Bapak, dalam diam dan berontakku perihal itu, bukan ku tak berharap, apa lagi tak khawatir tentang sosok pendamping. Justru anakmu lah orang pertama yang paling mawas diri. Ia paham benar usianya tak lagi belia. Namun, miris, belum ada pria yang didamba, belum konsisten nama yang ia bawa dalam doa, dekat-didekati-mendekati pria pun belum ada, bahkan tak terbayang ia bersama dengan siapa nantinya, akan seperti apa perjalanan kasihnya, sungguh belum terbayang. Anakmu yang menjalaninya, Pak. Tidak kah kau rasa ia tak bersedih hati? Sementara perlahan tapi pasti gadis seusianya mendapat tambatan hati, ia masih bersama lingkaran para lelaki yang selalu dianggap saudara sendiri. Tidak kah ia sering memikirkannya? Ia hanya bersyukur, nama Tuhan masih ada dalam dirinya. Sehingga, Asa menutupi kekhawatirannya akan calon imam. Cita-cita dan kepercayaan melebihi ketakutan jika ia tak segera mendapat pasangan.
Sesungguhnya, anakmu tak pernah benar-benar tenang, Pak! Jika kau menambah dengan kekhawatiran atas harapanmu, tidak kah ia semakin pilu? Dukungan dan doa senantiasa ia butuhkan.

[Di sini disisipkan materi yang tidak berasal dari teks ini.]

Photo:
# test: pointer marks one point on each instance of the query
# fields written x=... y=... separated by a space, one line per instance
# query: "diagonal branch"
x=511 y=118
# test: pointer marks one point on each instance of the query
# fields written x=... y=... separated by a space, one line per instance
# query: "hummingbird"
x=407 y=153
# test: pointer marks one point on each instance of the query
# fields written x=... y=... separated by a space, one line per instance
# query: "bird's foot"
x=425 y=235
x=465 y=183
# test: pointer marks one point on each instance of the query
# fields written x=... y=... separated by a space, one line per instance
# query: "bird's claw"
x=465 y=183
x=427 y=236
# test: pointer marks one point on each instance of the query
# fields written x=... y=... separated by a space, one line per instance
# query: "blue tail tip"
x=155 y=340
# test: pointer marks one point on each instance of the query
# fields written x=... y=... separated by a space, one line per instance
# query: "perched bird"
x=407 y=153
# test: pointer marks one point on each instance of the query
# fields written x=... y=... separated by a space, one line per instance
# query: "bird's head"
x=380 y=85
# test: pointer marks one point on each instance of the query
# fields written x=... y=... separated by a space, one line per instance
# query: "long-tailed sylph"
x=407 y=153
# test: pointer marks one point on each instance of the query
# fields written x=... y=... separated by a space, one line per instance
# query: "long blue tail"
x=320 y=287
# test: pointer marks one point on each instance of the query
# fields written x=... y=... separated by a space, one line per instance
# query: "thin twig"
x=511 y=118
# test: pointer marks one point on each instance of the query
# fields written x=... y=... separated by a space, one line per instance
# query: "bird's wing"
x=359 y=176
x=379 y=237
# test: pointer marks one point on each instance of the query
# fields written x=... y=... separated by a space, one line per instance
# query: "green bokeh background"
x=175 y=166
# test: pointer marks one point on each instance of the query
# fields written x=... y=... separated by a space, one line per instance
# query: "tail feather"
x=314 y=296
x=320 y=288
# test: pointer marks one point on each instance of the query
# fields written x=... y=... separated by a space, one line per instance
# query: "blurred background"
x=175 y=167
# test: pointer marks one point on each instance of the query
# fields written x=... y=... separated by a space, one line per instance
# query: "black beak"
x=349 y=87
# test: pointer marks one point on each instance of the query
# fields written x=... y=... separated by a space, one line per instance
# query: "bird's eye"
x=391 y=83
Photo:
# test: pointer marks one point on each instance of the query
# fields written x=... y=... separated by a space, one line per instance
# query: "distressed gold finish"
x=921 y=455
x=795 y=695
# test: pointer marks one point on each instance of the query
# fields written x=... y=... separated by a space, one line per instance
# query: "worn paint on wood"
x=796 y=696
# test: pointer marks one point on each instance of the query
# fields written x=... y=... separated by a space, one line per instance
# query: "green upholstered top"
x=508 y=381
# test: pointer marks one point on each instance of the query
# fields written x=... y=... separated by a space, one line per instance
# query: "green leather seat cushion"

Biarkan anakmu melanjutkan apa yang telah ia lukis, Pak.. Tak perlu kau cela, pujian dan arahan pasti akan lebih berguna.
Terima kasih, Pak.. Protes positifmu menambah syukurku atas peduli luar biasamu. Jaga kesehatanmu, anakmu akan terus memberi kabar untuk kebahagiaanku dan adik-adikku yang insyaAllah tak henti padam"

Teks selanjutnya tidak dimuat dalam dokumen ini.